Black Water mencibir, “Monster dewasa akan baik-baik saja. Sedangkan anak-anak, mereka tidak bisa menumbuhkan vitalitas yang cukup, dan harus menyerapnya dari orang tua mereka, yang berarti mereka mengambil nyawa orang tua mereka secara berlebihan. Memang benar beberapa monster mendambakan kemakmuran masyarakat manusia, tetapi kebanyakan dari mereka tidak punya pilihan lain. Kami akan bereproduksi, tetapi jika melebihi batas kemampuan tanah kami, beberapa monster asli harus pergi dari sana—atau kanibalisme akan terjadi.”

Black Water menunjuk salah satu anak itu, “Itu Babi Kecil, orang tuanya adalah monster babi hutan. 10 tahun yang lalu, di tempat tinggalku, jumlah monster melebihi batas vitalitas yang bisa diberikan gunung. Orang tua babi kecil itu dibunuh oleh monster harimau.”
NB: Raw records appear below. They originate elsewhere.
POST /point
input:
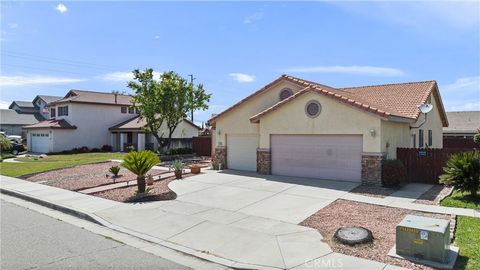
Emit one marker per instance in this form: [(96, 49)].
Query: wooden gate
[(202, 146), (425, 165)]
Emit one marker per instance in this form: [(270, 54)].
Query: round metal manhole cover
[(353, 235)]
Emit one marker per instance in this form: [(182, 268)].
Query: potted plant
[(149, 180), (114, 170), (195, 169), (178, 168), (139, 163)]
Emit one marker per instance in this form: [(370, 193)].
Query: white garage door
[(40, 143), (242, 152), (336, 157)]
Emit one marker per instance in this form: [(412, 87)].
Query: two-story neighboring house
[(93, 119), (81, 118), (21, 113)]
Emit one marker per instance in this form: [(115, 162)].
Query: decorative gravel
[(380, 220), (158, 192), (373, 191), (84, 176), (434, 195)]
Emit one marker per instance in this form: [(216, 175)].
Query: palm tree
[(140, 163)]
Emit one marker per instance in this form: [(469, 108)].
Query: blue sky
[(234, 48)]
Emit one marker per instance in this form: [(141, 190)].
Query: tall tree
[(166, 100), (148, 100), (179, 98)]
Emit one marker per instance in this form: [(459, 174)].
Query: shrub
[(179, 151), (393, 172), (177, 165), (5, 144), (476, 137), (107, 148), (463, 172), (140, 163), (114, 170)]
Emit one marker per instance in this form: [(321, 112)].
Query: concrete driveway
[(286, 199)]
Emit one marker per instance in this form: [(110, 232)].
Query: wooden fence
[(202, 146), (425, 165)]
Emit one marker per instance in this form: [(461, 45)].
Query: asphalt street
[(30, 240)]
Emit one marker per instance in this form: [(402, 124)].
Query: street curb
[(99, 221), (63, 209)]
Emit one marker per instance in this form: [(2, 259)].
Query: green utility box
[(424, 238)]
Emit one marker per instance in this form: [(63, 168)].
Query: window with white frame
[(421, 143), (63, 111)]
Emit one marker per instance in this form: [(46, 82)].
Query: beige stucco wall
[(237, 121), (335, 118), (92, 122)]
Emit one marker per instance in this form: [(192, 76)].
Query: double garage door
[(40, 142), (333, 157)]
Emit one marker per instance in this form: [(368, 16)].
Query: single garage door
[(40, 142), (242, 152), (336, 157)]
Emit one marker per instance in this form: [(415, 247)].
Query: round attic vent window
[(313, 108), (285, 93)]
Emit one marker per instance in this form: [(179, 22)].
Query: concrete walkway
[(229, 237)]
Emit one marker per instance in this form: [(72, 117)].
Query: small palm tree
[(463, 172), (140, 163)]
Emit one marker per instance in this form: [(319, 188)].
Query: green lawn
[(35, 165), (462, 200), (467, 238)]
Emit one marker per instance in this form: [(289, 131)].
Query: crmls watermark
[(324, 263)]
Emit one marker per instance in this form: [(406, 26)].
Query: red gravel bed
[(158, 192), (380, 220), (434, 195), (373, 191), (84, 176)]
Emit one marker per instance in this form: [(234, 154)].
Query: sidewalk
[(225, 237)]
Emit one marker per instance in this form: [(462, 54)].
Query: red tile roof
[(392, 101), (52, 123), (82, 96)]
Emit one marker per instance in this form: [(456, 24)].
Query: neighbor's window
[(420, 138), (430, 139), (285, 93), (313, 108), (63, 111)]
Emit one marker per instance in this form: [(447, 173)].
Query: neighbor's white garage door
[(242, 152), (336, 157), (40, 143)]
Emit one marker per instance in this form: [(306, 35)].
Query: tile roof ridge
[(386, 84)]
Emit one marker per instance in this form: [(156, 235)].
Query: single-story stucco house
[(295, 127), (93, 119), (462, 126)]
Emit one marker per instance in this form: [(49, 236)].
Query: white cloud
[(356, 70), (35, 80), (464, 84), (61, 8), (257, 16), (4, 104), (123, 76), (462, 95), (242, 77)]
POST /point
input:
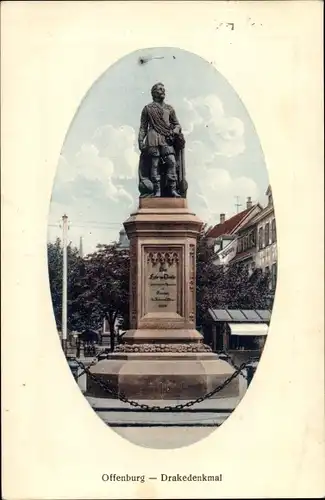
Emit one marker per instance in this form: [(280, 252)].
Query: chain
[(103, 384), (231, 362)]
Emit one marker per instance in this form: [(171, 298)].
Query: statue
[(161, 143)]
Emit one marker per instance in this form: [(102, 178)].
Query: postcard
[(163, 330)]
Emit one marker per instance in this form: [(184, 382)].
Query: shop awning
[(249, 329), (240, 315)]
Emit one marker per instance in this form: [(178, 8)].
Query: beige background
[(54, 446)]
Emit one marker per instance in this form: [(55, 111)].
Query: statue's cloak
[(145, 183)]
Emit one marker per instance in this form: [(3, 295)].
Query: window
[(260, 238), (273, 231), (267, 234), (273, 276)]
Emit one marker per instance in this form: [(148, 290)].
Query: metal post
[(64, 282)]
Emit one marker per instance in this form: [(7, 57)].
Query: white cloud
[(93, 184), (205, 114), (218, 191)]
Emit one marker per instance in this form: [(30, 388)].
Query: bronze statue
[(161, 142)]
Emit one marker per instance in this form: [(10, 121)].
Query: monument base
[(163, 335), (163, 376)]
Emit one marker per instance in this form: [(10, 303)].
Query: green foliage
[(98, 286), (226, 287), (102, 288), (55, 267)]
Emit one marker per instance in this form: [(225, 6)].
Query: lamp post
[(64, 282)]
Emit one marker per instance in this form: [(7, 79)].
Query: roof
[(258, 217), (230, 225), (240, 315), (248, 254)]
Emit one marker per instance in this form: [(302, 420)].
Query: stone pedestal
[(163, 356), (162, 237)]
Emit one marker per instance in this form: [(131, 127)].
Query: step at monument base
[(165, 376)]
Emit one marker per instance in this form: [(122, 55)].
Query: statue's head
[(158, 91)]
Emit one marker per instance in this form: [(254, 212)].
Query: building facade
[(257, 242), (230, 239)]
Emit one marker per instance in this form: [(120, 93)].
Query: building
[(256, 243), (224, 236), (123, 242)]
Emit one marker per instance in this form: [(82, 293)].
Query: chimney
[(81, 252), (249, 203)]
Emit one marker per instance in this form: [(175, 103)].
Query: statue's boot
[(157, 192), (174, 193)]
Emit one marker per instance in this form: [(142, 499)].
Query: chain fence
[(104, 385)]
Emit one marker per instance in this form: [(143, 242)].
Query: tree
[(227, 287), (55, 268), (102, 290)]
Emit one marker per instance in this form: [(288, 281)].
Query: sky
[(96, 180)]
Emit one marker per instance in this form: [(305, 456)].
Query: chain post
[(103, 384)]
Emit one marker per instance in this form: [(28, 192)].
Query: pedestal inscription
[(162, 283)]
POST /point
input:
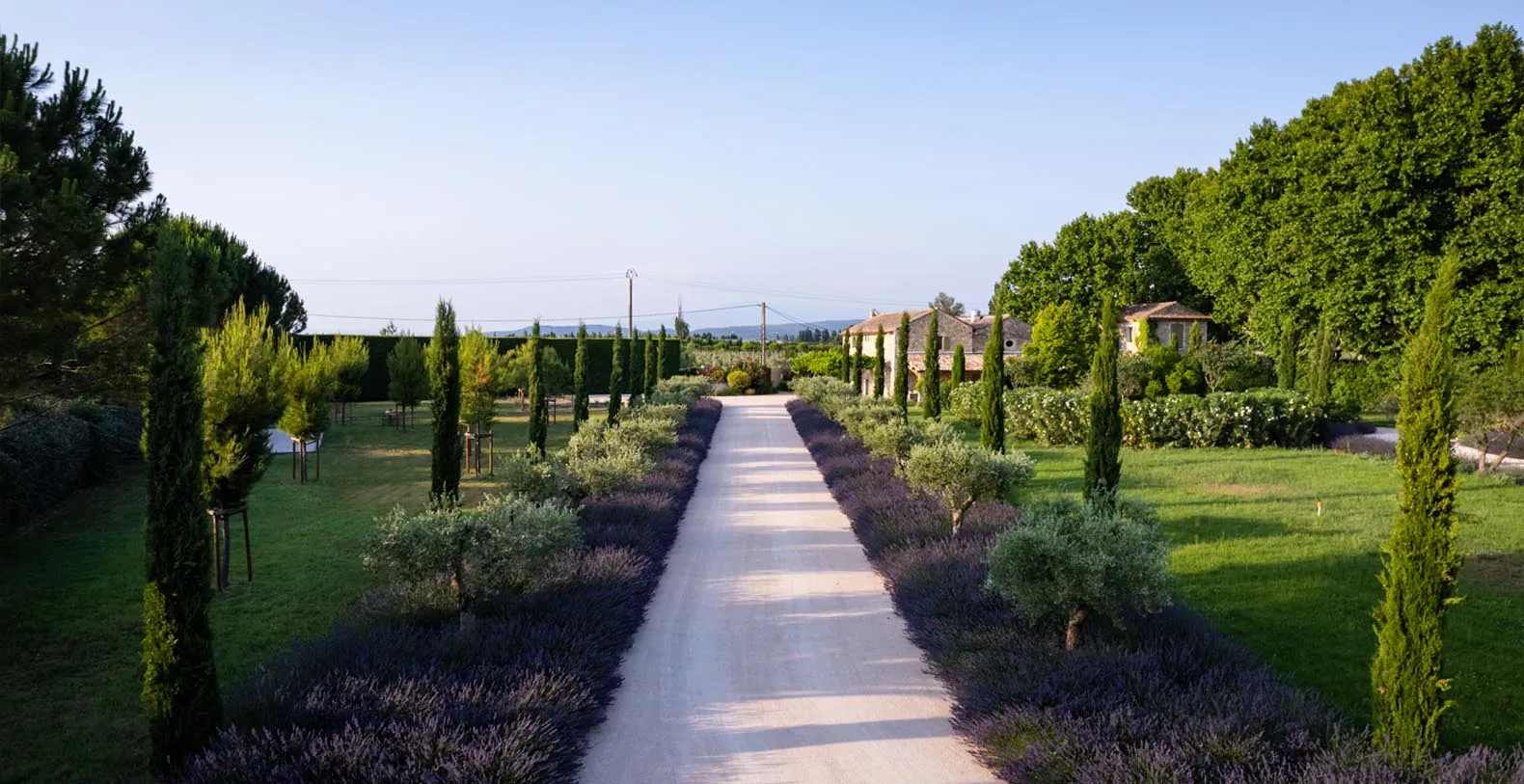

Ia menunjuk yang lain satu per satu, lalu berkata, “Dia Lingling… ini Ah Fu… itu Maimai… orang tua mereka meninggal dalam pertikaian internal tahun itu. Aku sendiri yang membawa mereka melarikan diri ke tepi pegunungan. Tapi kemudian kami bertemu penebang kayu manusia. Kami terpaksa meninggalkan tanah air kami. Kami diusir dari satu tempat ke tempat lain yang dikuasai monster lain… Menurutmu apa alasannya? Jika hutan masih ada dan sungainya bersih, kami tidak akan kehilangan tanah air kami.”

Sampai di sini, Air Hitam menjadi gelisah. Ia menunjuk Luo Qiu, “Katakan padaku, berapa banyak monster seperti kita yang berkeliaran di dunia ini? Dan berapa banyak monster yang berkeliaran di kota-kota, hanya demi masa depan anak-anak mereka? Kecerdasan yang lebih tinggi akan mengakibatkan kepunahan beberapa makhluk. Ratusan tahun yang lalu, dunia ini penuh dengan pegunungan dan sungai hijau. Tapi sekarang, seberapa parah kehancurannya karena kalian manusia? Bisakah kau menjelaskannya padaku?”

Suaranya mengandung nada sedih, “Babi Kecil bertanya padaku, Lingling bertanya padaku, Ah Fu bertanya padaku, mereka semua bertanya padaku. Bisakah kau memberitahuku bagaimana aku bisa mengatakan yang sebenarnya kepada mereka bahwa orang tua mereka telah tiada dan mereka akan hidup di dunia yang brutal ini di masa depan? Aku tidak tahu!”

Sambil menarik napas dalam-dalam, Air Hitam menatap Luo Qiu, lalu berkata dengan suara pelan, “Kau bilang pelanggan boleh membeli apa saja darimu dan kau akan berada di pihak mereka! Sekarang, aku akan membayar semua milikku untuk memastikan kau berdiri di pihak kami! Bisakah kau memberi monster kami masa depan yang baik? Bisakah kau membiarkan kami tetap bertahan?!”